К тому же я принимала посетителей. Когда не чувствовала себя усталой, охотно виделась с людьми. Мне было очень легко рассуждать о «моем случае», объяснять его тем, кто об этом спрашивал, кто хотел знать. Слова находились без малейших усилий, мысль тоже работала без запинки. Это было как игра, правила которой я давно изучила, а стало быть, мне ничего не стоило поиграть в нее. Только в ней больше не оставалось соблазнов игры, привлекательности выигрыша и страха проиграть, поэтому я играла равнодушно. В отношении к своему случаю я проявляла словоохотливость эксперта и безразличие постороннего. Я бы с тем же успехом могла участвовать в любой другой игре, если бы умела. Что меня тяготило, так это замешательство других. Сама-то я была абсолютно в своей тарелке. С каждым, кто приходил меня навестить, я пускала в ход ту манеру общения, которая установилась между нами ранее и стала привычной. Так было проще всего. Я вспоминала, что когда-то вырабатывала эту манеру с трудом, да потом еще частенько приходилось ее модифицировать по ходу испытаний. Но теперь с этим было покончено, в моем распоряжении имелся набор технических приемов, которые оставалось только использовать, даже не задумываясь, автоматически. От меня не требовалось что бы то ни было менять в своей манере держаться, да, впрочем, я уже стала неспособна к новшествам. Мне досаждало только одно маленькое затруднение: я путала имена или вообще не могла вспомнить, кого как зовут. Но я просто приноровилась устраиваться так, чтобы никто этого не заметил.

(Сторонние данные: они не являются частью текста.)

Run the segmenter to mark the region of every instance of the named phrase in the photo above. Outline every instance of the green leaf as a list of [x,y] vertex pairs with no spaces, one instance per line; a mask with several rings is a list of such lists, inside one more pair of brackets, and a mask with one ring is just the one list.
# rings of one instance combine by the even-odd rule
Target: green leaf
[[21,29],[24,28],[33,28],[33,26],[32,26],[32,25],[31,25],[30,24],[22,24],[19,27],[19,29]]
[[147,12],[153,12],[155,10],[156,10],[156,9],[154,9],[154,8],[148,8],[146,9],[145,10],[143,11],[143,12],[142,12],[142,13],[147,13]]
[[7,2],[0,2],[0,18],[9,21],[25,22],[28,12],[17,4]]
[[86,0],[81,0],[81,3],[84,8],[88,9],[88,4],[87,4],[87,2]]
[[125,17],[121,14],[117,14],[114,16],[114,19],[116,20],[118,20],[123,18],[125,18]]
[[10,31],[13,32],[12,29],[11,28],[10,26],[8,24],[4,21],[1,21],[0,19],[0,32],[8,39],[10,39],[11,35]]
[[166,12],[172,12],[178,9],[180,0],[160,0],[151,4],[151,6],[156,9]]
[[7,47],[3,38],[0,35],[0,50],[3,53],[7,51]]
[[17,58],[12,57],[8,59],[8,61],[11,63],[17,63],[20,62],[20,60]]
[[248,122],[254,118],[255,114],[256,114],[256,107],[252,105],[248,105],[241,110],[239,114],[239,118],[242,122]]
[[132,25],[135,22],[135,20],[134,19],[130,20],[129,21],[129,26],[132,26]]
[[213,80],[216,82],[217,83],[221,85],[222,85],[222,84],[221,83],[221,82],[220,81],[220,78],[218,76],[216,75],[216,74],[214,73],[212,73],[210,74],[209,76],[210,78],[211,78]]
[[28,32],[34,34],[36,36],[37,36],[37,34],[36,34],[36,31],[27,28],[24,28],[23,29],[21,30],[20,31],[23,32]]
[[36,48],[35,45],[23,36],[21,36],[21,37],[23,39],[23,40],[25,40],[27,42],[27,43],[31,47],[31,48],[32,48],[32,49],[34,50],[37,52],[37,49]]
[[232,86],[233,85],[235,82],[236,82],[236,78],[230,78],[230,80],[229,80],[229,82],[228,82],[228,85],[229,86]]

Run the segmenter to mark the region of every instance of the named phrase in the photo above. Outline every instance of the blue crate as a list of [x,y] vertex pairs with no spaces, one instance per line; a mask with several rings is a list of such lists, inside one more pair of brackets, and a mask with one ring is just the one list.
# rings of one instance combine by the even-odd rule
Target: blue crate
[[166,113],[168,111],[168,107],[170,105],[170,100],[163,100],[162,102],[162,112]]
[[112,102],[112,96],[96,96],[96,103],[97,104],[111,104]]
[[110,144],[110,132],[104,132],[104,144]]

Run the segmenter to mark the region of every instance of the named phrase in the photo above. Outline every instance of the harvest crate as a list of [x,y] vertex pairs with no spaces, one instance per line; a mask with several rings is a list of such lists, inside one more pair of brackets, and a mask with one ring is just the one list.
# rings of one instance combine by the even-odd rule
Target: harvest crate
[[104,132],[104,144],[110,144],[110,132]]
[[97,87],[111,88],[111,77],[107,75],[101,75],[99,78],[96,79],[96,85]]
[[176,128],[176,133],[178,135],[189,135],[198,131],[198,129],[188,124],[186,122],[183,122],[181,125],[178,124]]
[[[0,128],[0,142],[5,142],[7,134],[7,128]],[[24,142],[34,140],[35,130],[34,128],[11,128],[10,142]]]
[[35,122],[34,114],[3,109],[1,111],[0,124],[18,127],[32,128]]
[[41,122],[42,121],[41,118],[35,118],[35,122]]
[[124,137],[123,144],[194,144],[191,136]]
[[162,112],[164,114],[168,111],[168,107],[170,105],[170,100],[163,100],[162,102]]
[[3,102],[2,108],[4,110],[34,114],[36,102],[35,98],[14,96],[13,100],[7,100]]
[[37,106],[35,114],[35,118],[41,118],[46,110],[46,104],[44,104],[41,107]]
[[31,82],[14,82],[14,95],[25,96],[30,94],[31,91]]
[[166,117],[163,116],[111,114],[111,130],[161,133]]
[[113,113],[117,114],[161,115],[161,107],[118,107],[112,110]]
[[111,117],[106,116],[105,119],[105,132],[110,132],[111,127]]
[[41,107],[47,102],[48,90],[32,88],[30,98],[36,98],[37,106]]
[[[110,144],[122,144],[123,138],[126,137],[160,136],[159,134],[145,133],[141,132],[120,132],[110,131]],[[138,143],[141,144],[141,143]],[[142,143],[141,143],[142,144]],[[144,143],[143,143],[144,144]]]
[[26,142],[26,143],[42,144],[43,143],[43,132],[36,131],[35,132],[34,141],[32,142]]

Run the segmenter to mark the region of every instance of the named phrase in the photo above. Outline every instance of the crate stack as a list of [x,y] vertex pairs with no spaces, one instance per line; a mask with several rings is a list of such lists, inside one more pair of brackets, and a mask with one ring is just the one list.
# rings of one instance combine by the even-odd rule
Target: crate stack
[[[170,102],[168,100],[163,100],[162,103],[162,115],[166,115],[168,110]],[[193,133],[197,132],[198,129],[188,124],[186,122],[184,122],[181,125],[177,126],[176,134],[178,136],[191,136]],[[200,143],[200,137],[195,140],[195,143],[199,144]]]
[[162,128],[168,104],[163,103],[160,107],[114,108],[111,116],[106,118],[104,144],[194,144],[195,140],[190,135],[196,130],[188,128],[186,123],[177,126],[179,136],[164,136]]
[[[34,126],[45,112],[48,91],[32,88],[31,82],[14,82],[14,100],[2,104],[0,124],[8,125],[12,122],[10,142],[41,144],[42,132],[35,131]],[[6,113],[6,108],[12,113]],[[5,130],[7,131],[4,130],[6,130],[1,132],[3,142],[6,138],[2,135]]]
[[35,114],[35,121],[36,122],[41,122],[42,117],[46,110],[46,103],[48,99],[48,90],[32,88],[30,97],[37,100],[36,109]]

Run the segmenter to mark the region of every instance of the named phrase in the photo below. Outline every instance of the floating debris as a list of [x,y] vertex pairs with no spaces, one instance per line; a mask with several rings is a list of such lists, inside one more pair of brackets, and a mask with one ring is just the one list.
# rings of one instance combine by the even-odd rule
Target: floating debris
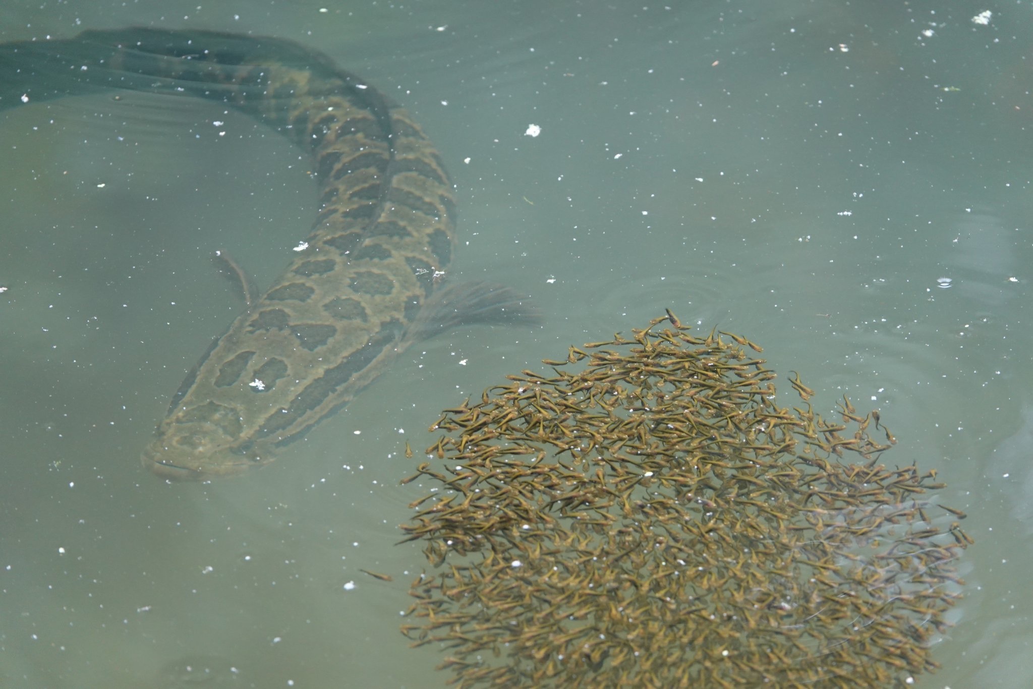
[[451,684],[890,687],[937,667],[972,541],[936,472],[888,468],[879,417],[844,398],[822,418],[799,374],[803,405],[776,406],[758,346],[689,330],[668,311],[571,347],[431,428],[443,462],[404,482],[436,493],[402,530],[433,571],[402,631],[445,650]]

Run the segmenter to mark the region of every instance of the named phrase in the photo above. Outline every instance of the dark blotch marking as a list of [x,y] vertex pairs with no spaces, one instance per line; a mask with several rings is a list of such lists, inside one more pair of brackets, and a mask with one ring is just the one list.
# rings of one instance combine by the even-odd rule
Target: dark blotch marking
[[180,402],[183,401],[183,398],[185,398],[187,396],[187,393],[190,392],[190,388],[193,387],[194,381],[197,380],[197,371],[199,371],[200,367],[205,365],[205,362],[208,361],[208,357],[212,355],[212,352],[215,351],[215,348],[219,346],[219,340],[221,340],[221,338],[216,338],[212,340],[212,344],[208,346],[208,349],[205,350],[205,353],[200,355],[199,359],[197,359],[197,364],[192,369],[190,369],[190,371],[187,372],[186,378],[184,378],[183,382],[180,383],[179,389],[176,390],[176,394],[173,395],[171,401],[169,401],[168,403],[168,411],[165,412],[165,416],[173,415],[173,412],[176,411],[176,408],[180,405]]
[[327,151],[319,156],[319,162],[316,163],[316,175],[323,178],[327,177],[334,171],[342,155],[344,154],[340,151]]
[[302,346],[309,351],[315,351],[319,347],[330,342],[330,339],[337,335],[337,328],[333,325],[320,323],[303,323],[293,325],[291,330],[294,337],[302,343]]
[[448,186],[448,180],[437,168],[419,158],[399,158],[395,161],[392,171],[395,175],[400,173],[416,173],[417,175],[434,180],[443,187]]
[[294,275],[311,277],[313,275],[326,275],[327,273],[332,273],[336,268],[337,261],[333,258],[317,258],[305,261],[295,268],[292,273]]
[[362,239],[362,232],[345,232],[344,234],[335,234],[334,237],[326,238],[323,240],[323,244],[328,247],[334,247],[344,254],[358,246]]
[[268,393],[276,387],[276,381],[285,375],[287,375],[287,363],[282,358],[274,356],[259,366],[258,370],[254,372],[254,377],[265,383],[265,389],[260,390],[257,387],[252,387],[251,389],[255,393]]
[[282,331],[290,324],[290,317],[283,309],[267,309],[259,311],[258,315],[248,323],[250,333],[258,331]]
[[351,279],[351,288],[362,294],[390,294],[395,291],[395,281],[381,273],[361,271]]
[[269,294],[265,299],[272,302],[307,302],[310,296],[315,293],[316,290],[312,289],[306,284],[301,282],[291,282],[289,285],[283,285],[282,287],[277,287]]
[[323,304],[323,311],[338,320],[361,320],[365,323],[370,319],[362,302],[350,296],[335,296]]
[[371,244],[351,252],[352,260],[384,260],[385,258],[390,258],[394,255],[395,254],[390,252],[390,249],[380,246],[379,244]]
[[451,262],[451,240],[445,230],[440,228],[435,229],[431,232],[431,237],[427,243],[431,246],[431,251],[434,255],[441,261],[442,267]]
[[215,377],[215,386],[229,387],[240,380],[241,375],[244,373],[244,369],[248,368],[248,364],[254,355],[255,353],[253,351],[242,351],[228,362],[224,362],[222,366],[219,367],[219,375]]
[[[258,432],[257,436],[270,436],[274,433],[282,431],[283,429],[289,428],[305,414],[321,405],[327,398],[334,395],[339,387],[348,382],[354,374],[368,367],[373,359],[383,351],[384,347],[390,345],[399,338],[401,333],[401,322],[390,320],[384,323],[380,331],[370,338],[369,342],[359,347],[352,354],[346,356],[344,361],[337,366],[326,369],[326,372],[323,373],[322,376],[306,385],[305,389],[294,397],[287,409],[283,409],[281,407],[276,413],[270,416],[268,422],[262,427],[261,431]],[[353,390],[353,393],[357,392],[358,390]],[[332,411],[334,410],[328,409],[327,413]],[[300,431],[300,433],[303,433],[314,426],[320,418],[322,418],[322,416],[313,418],[305,429]],[[277,444],[285,444],[291,438],[282,438],[277,442]]]

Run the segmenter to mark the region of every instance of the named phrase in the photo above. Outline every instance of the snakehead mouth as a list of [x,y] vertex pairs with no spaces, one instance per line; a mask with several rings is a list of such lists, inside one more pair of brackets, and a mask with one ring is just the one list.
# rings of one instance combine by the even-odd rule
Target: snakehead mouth
[[209,31],[86,31],[0,44],[0,108],[112,89],[192,96],[310,157],[320,192],[312,230],[282,249],[286,269],[173,397],[142,458],[159,476],[268,464],[411,342],[459,322],[533,319],[497,285],[443,285],[455,199],[438,152],[408,113],[321,53]]

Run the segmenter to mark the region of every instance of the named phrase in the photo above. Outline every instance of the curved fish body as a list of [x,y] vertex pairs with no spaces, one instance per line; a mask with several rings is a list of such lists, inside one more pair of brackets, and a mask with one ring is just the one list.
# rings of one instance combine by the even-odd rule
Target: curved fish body
[[[307,246],[176,393],[143,456],[161,476],[269,463],[367,385],[414,338],[429,305],[455,312],[458,301],[483,302],[445,296],[435,280],[455,236],[451,184],[434,147],[404,109],[319,53],[205,31],[87,31],[0,45],[0,108],[108,89],[213,99],[312,156],[321,200]],[[474,310],[505,310],[506,299]]]

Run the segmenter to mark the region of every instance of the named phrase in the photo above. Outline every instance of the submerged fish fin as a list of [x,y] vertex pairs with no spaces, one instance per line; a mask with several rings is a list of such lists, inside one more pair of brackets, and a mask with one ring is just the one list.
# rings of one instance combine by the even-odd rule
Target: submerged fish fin
[[405,339],[432,338],[461,325],[537,323],[541,314],[526,296],[494,282],[469,281],[435,292],[409,324]]
[[251,276],[241,270],[241,267],[226,253],[225,249],[217,250],[212,256],[212,262],[215,263],[216,270],[233,286],[237,296],[244,300],[250,309],[258,300],[258,290]]

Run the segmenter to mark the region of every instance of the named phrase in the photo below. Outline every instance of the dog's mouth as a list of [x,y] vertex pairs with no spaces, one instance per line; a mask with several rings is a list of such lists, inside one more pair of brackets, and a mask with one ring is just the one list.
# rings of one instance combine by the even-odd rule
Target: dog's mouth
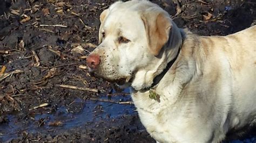
[[124,85],[125,83],[127,83],[127,81],[129,81],[129,80],[127,81],[127,78],[117,78],[117,79],[111,79],[111,78],[106,78],[102,75],[98,74],[97,73],[96,73],[93,71],[90,71],[89,73],[91,76],[93,76],[96,78],[102,78],[103,80],[106,80],[111,83],[116,83],[119,85]]

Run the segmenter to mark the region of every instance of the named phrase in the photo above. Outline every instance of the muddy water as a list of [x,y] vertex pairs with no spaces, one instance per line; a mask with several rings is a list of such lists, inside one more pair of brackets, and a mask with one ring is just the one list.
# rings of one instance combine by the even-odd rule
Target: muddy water
[[[129,92],[129,89],[125,90]],[[131,101],[130,96],[116,96],[110,99],[102,96],[100,99],[111,101]],[[107,101],[83,101],[76,99],[72,103],[77,108],[83,108],[78,113],[70,113],[68,107],[62,106],[55,113],[42,112],[21,122],[17,114],[9,115],[8,123],[0,124],[0,141],[8,142],[18,137],[21,132],[36,133],[46,133],[51,131],[63,131],[65,130],[89,127],[93,122],[109,119],[115,119],[123,115],[137,114],[132,104],[119,104]],[[25,118],[26,117],[24,117]],[[256,142],[256,136],[253,133],[240,140],[225,141],[224,143]]]
[[[125,90],[128,93],[129,89]],[[18,137],[22,132],[30,133],[47,132],[56,130],[59,132],[71,128],[90,126],[93,122],[116,119],[126,115],[137,114],[133,104],[120,104],[118,102],[131,101],[130,96],[116,95],[114,97],[101,96],[99,100],[105,101],[86,100],[83,101],[77,98],[72,103],[77,108],[82,108],[78,113],[69,112],[68,107],[58,108],[53,114],[42,112],[35,114],[29,119],[17,118],[18,114],[8,115],[8,122],[0,124],[0,142],[8,142]],[[115,101],[117,103],[108,102]],[[24,121],[20,121],[25,119]]]

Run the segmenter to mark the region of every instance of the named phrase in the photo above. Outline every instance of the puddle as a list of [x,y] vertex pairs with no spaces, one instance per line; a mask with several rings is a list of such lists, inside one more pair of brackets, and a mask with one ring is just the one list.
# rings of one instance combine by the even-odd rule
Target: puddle
[[[124,91],[129,93],[129,89]],[[100,99],[107,100],[110,99],[109,97],[102,96]],[[130,96],[116,96],[111,97],[111,99],[117,101],[131,101]],[[17,135],[23,132],[35,133],[86,127],[103,120],[137,114],[132,104],[118,104],[91,100],[83,102],[80,99],[77,98],[72,103],[77,104],[78,107],[81,106],[83,110],[78,113],[70,113],[66,107],[62,106],[57,108],[53,114],[45,113],[36,114],[33,118],[28,120],[20,120],[16,115],[9,115],[7,116],[9,122],[0,124],[0,142],[11,140],[18,137]],[[24,121],[21,122],[20,120]],[[224,141],[223,143],[256,142],[256,134],[252,134],[241,140]]]
[[[126,89],[124,92],[129,93],[129,89]],[[99,99],[107,101],[110,99],[106,96],[101,97]],[[111,97],[111,100],[117,102],[128,101],[131,101],[131,98],[130,96],[117,95]],[[81,106],[80,107],[83,108],[82,111],[78,113],[70,113],[66,107],[62,106],[57,108],[53,114],[45,113],[36,114],[33,118],[26,120],[17,119],[16,115],[8,115],[8,123],[0,124],[0,142],[8,141],[17,138],[18,134],[25,131],[33,133],[53,130],[59,131],[84,127],[103,120],[137,113],[133,104],[119,104],[91,100],[83,102],[78,98],[72,103],[77,104],[78,107]],[[21,122],[21,120],[25,121]]]

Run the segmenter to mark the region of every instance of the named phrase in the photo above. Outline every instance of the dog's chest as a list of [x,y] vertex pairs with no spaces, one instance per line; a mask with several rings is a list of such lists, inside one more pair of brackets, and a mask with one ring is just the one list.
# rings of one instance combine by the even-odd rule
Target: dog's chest
[[172,122],[170,121],[172,119],[166,114],[170,110],[166,109],[168,104],[164,98],[160,97],[159,103],[149,98],[149,92],[132,94],[132,97],[140,121],[150,135],[159,141],[175,142],[171,135],[172,131],[169,128],[172,125],[169,125]]

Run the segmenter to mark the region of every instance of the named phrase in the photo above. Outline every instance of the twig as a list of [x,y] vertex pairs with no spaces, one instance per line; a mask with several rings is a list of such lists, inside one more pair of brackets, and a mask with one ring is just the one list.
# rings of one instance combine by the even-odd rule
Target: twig
[[39,106],[36,106],[35,107],[33,107],[32,108],[31,108],[29,110],[31,110],[32,109],[36,109],[36,108],[41,108],[41,107],[45,107],[45,106],[47,106],[48,105],[49,105],[50,104],[48,103],[44,103],[44,104],[41,104],[39,105]]
[[0,76],[0,81],[4,80],[4,79],[7,78],[8,77],[9,77],[11,75],[12,75],[13,74],[19,73],[22,73],[22,72],[23,72],[23,71],[19,70],[15,70],[14,71],[12,71],[12,72],[10,72],[4,73],[4,74],[2,74],[1,76]]
[[46,31],[46,32],[51,32],[51,33],[55,33],[53,31],[51,31],[51,30],[48,29],[46,29],[46,28],[41,28],[41,29],[39,29],[39,30],[44,31]]
[[208,3],[207,3],[207,2],[204,2],[204,1],[201,1],[201,0],[199,0],[199,1],[198,1],[198,2],[199,2],[199,3],[201,3],[204,4],[208,4]]
[[61,27],[61,28],[68,28],[68,25],[61,25],[61,24],[56,24],[56,25],[48,25],[48,24],[40,24],[40,26],[53,26],[53,27]]
[[56,85],[55,86],[57,87],[63,87],[63,88],[79,90],[83,90],[83,91],[91,91],[93,92],[98,92],[98,90],[95,88],[90,88],[83,87],[78,87],[76,86],[65,85],[65,84]]
[[1,72],[0,72],[0,75],[4,74],[6,70],[6,67],[5,65],[3,66],[3,67],[1,69]]
[[36,64],[34,64],[33,65],[38,66],[40,65],[40,60],[39,59],[38,56],[36,55],[36,52],[35,52],[34,50],[32,50],[32,53],[33,53],[33,56],[35,57],[35,58],[36,59]]
[[0,54],[8,54],[9,53],[8,51],[0,50]]
[[79,57],[80,59],[86,59],[87,58],[87,56],[83,56]]
[[119,101],[116,101],[113,100],[110,100],[108,99],[97,99],[95,98],[90,98],[90,100],[97,101],[101,101],[101,102],[106,102],[106,103],[115,103],[118,104],[133,104],[132,101],[124,101],[124,102],[119,102]]
[[198,16],[197,15],[197,13],[194,13],[192,15],[191,15],[191,16],[183,16],[183,17],[181,17],[183,18],[184,18],[184,19],[193,19],[193,18],[197,18],[198,17]]

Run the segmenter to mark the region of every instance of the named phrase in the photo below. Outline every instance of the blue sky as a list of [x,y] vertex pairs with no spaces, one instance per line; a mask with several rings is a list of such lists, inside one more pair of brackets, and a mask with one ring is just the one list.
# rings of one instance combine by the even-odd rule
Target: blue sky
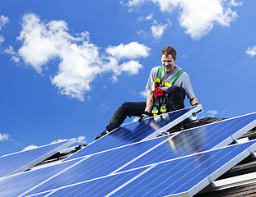
[[255,112],[254,7],[254,0],[1,0],[0,155],[93,141],[123,102],[146,100],[167,45],[190,76],[201,118]]

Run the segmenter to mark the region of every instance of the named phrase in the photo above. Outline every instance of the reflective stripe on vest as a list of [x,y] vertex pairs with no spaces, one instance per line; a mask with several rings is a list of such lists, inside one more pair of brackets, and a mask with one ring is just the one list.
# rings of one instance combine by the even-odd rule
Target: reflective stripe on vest
[[164,69],[164,66],[161,66],[158,69],[158,73],[157,73],[157,78],[156,80],[155,80],[155,82],[153,83],[152,85],[152,88],[151,88],[151,91],[154,91],[155,89],[156,88],[156,82],[158,83],[159,85],[161,85],[161,86],[167,86],[167,87],[170,87],[172,86],[172,84],[175,81],[175,80],[177,80],[177,78],[182,74],[184,72],[184,71],[183,69],[181,69],[179,71],[178,71],[176,73],[176,75],[171,78],[171,80],[170,80],[170,82],[165,82],[165,81],[162,81],[161,80],[161,78],[162,78],[162,72],[163,72],[163,69]]

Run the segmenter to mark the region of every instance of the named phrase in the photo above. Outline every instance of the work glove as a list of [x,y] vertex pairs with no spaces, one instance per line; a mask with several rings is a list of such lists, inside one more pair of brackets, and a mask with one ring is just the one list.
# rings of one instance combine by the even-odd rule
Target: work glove
[[150,117],[150,114],[149,114],[148,112],[145,111],[145,112],[142,113],[142,115],[141,116],[141,117],[138,119],[138,121],[142,121],[142,120],[144,120],[144,119],[146,119],[146,118],[148,118],[148,117]]
[[[192,107],[194,108],[196,108],[198,105],[198,103],[195,103],[195,104],[192,105]],[[197,112],[197,113],[198,113],[198,112],[202,112],[202,109],[200,109],[198,112]]]

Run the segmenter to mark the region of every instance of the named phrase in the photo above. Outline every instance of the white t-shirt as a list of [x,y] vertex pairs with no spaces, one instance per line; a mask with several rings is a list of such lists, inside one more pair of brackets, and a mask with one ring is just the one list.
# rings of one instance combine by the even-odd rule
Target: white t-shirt
[[[155,82],[155,80],[157,78],[158,70],[159,70],[160,66],[161,66],[153,67],[151,71],[151,74],[150,74],[150,76],[148,77],[148,80],[147,80],[147,84],[146,88],[148,89],[150,91],[151,91],[152,85],[153,85],[153,83]],[[173,71],[170,73],[165,72],[164,69],[163,69],[161,80],[163,81],[165,81],[165,82],[169,83],[170,81],[170,80],[180,70],[181,70],[181,68],[179,67],[177,65],[176,65],[176,67],[175,67],[175,71]],[[188,98],[189,100],[195,97],[195,95],[193,94],[193,91],[192,85],[191,85],[191,82],[190,82],[189,76],[186,72],[183,72],[175,80],[175,81],[173,83],[173,85],[176,85],[176,86],[183,88],[184,89],[184,91],[186,93],[186,95],[187,95],[187,97],[188,97]]]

Такая нормальность моего поведения, похоже, сбивала людей с толку. Вид у них становился смущенный, и я быстро сообразила, о чем они думали. Они начинали подозревать, что у меня нет никаких отклонений и вся моя болезнь не более чем притворство, чтобы порисоваться, или уж, если на то пошло, может быть, я вправду помешалась, то есть утратила психическое равновесие, а это в глазах людей благополучных всегда представляется в первую очередь следствием некоего нравственного порока, притом они убеждены, что какое бы то ни было лечение здесь бессильно, ибо подобный недуг заложен в генах, как горб или врожденная хромота. Это меня не задевало. Я лишь подмечала их непоследовательность. В самом деле, ведь когда у меня не было сил поддерживать беседу с теми, кто пришел с визитом, и я впадала в молчание, самым естественным образом позволяя себе умственно отключиться, я видела, что они вообще переставали что-либо понимать. Они сердились на меня за эту замкнутость и отрешенность, о которых судили, исходя из критериев здоровых людей, бодро шагающих своим путем. В их прошлый визит им показалось, что я чересчур нормальна. Зато теперь они находили меня неприятной. Я не плакала, не каталась по полу, не жаловалась, у меня не было припадков. Цвет моего лица был свеж, щеки достаточно округлы, а поскольку за мной хорошо ухаживали, я даже не имела запущенного вида. Они уж и не знали, к чему прицепиться со своими соболезнованиями. А потому покидали меня в раздражении, и я знала, что стоит им вернуться домой, как они не преминут отвести душу, немного помыв мне косточки.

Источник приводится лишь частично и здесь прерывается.